Kamuoyunda “Afrika”, “çöl” gibi çeşitli isimlerle anılan hava sıcaklıklarının dünya literatüründeki adının “sıcak hava dalgası” olduğunu anlatan Çiçek, bunun nisandan eylül ayına kadar geçen dönemde günlük maksimum sıcaklıkların belirli bir eşik değerini aşıp, 3 veya 6 gün sürecek ardışıklık kazandığı döneme denildiğini ifade etti.
Çiçek, “Şu anda sıcak hava dalgasını yaşamaya daha yeni başlıyoruz. Çünkü geçen haftaya kadar kuzeyden gelen, Karadeniz boyunca sellere, Artvin’de kar yağışlarına sebebiyet veren, Ankara’da sıcaklıkları oldukça düşüren, rüzgarın kuvvetli olduğu bir dönemi yaşıyorduk ama şimdi bu sistem kuzeye kaydı. Böylece, ‘asor yüksek basıncı’ ve ‘basra alçak basıncı’ dediğimiz sistem Türkiye üzerinde hakim oldu.” diye konuştu.

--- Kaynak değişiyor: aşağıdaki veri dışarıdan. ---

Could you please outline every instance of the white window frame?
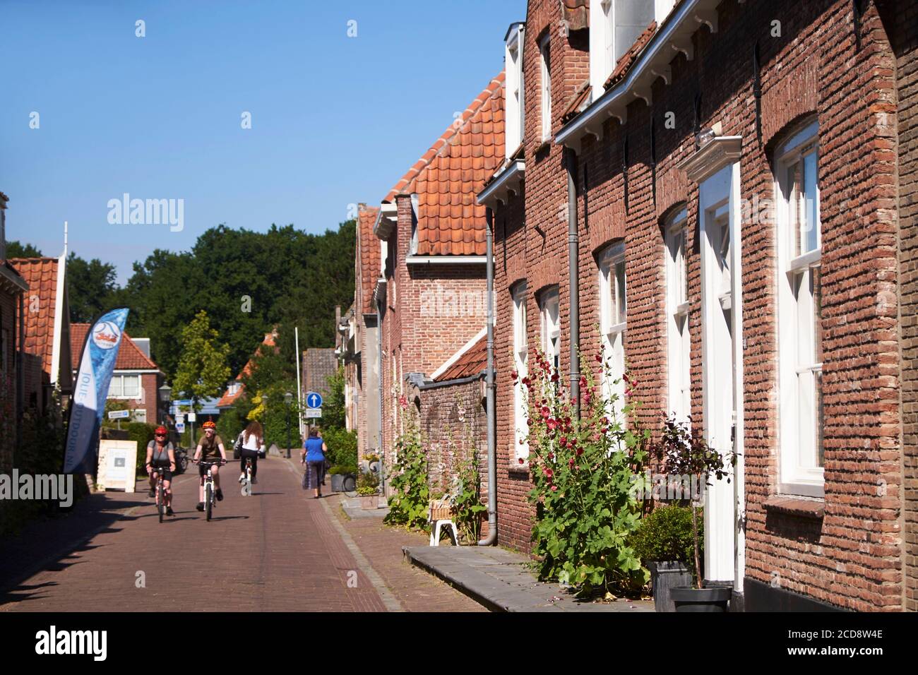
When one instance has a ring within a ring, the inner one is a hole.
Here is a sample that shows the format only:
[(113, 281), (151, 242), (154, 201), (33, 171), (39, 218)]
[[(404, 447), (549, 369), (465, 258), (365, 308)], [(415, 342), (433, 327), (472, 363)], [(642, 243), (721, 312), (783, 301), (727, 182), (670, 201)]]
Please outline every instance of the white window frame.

Türkiye’nin bu nedenle yüksek basıncın etkisi altında olduğuna dikkati çeken Çiçek “Bu yüksek basıncın kaynağı ‘asor’ yani Afrika kökenli. Türkiye, Afrika’dan gelen ve alçalıcı bir hava hareketinin olması nedeniyle sıcak, kurak koşullar yaratan bir basınç yapısının altında. Türkiye’nin genel iklim koşullarına bakarsanız zaten yaz aylarında, iki basınç yapısından da etkileniyor. O yüzden sıcaklıklar önümüzdeki günlerde de devam edecek ve ağustos ayında da sürmesi olağan.” değerlendirmesinde bulundu.
Prof. Dr. Çiçek , “El Nino” olarak tanımlanan sıcak hava dalgasının da dünya atmosferindeki ısı yükünü artırabileceğini ve buna bağlı olarak da sıcaklıklarda artış yaşanabileceğini belirterek, şöyle konuştu:
“Dünya, temmuz ayı başında küresel sıcaklık ortalamalarında rekorlar kırdı ve bu El Nino’nun atmosferdeki ısı dengesini değiştirmesiyle alakalı. El Nino’nun Türkiye’ye etkisine bakarsanız, bunun Türkiye’deki sıcaklıkları çok fazla etkilediğini söyleyemeyiz. Yani ‘dünyada sıcaklık rekorları kırıldı, Türkiye’de de kırılacaktır’ anlamına gelmez. Bu tamamıyla hava koşullarının o andaki birkaç tane birleşimine bağlı olarak ortaya çıkacak bir durumdur. Küresel ısınmayla artık bu yıl ve bundan sonraki yıllarda bu sıcaklıklarla daha fazla karşılaşacağız. O yüzden yaşadığımız sıcaklıklar doğaldır, normaldir, ekstrem değildir. Hem bu yıl, hem de bundan sonra bu sıcaklıklarla yaşamaya alışacağız.”
‘Şehirlerde sıcak hava dalgasının etkisi çok daha kuvvetli’
Prof. Dr. Çiçek, sıcak hava dalgasının tamamıyla atmosferik koşullara bağlı olduğunu ancak şehirleşmenin de bunun etkisini arttırdığına işaret ederek, “Kırsal alanda gündüz gelen sıcaklığın toprak tarafından emilimi kuvvetlidir ve bu hızla gece geri verilir. Ama şehirlerde özellikle akşam güneş battıktan sonra, insan yapısı yüzeylerin, gündüz boyunca emdiği enerji, akşam geri salınır ve şehirleri bunaltıcı hale getirir. O yüzden de şehirlerde sıcak hava dalgasının etkisi çok daha kuvvetli olur.” bilgisini paylaştı.
Bu nedenle şehirlerin değişen iklim koşullarına göre planlanması gerektiğine dikkati çeken Çiçek, sözlerini şöyle sürdürdü:
“Yeşil çatılı evler yapmak, cadde boylarının ağaçlandırılması, yüzeylerin yeşil örtülerle kaplanması gibi önlemler yüzey sıcaklıklarını azaltabilir. Ayrıca çok geniş camlı ve düz binalar yerine, pencere kenarlarına güneş ışınlarının doğrudan bina içine girmesini engelleyen çıkıntılar ve güneş enerjisinin bina tarafından emilmesini, engelleyecek yüksek albedolu malzeme ve boya kullanımı tercih edilmelidir. Böylece içerideki güneş enerjisinin birikimi engellenebilir.”
Öte yandan Edirne, Kırklareli ve Tekirdağ’da son 2 günde aşırı sıcaklar nedeniyle rahatsızlanan 48 kişi acil servislere başvurdu.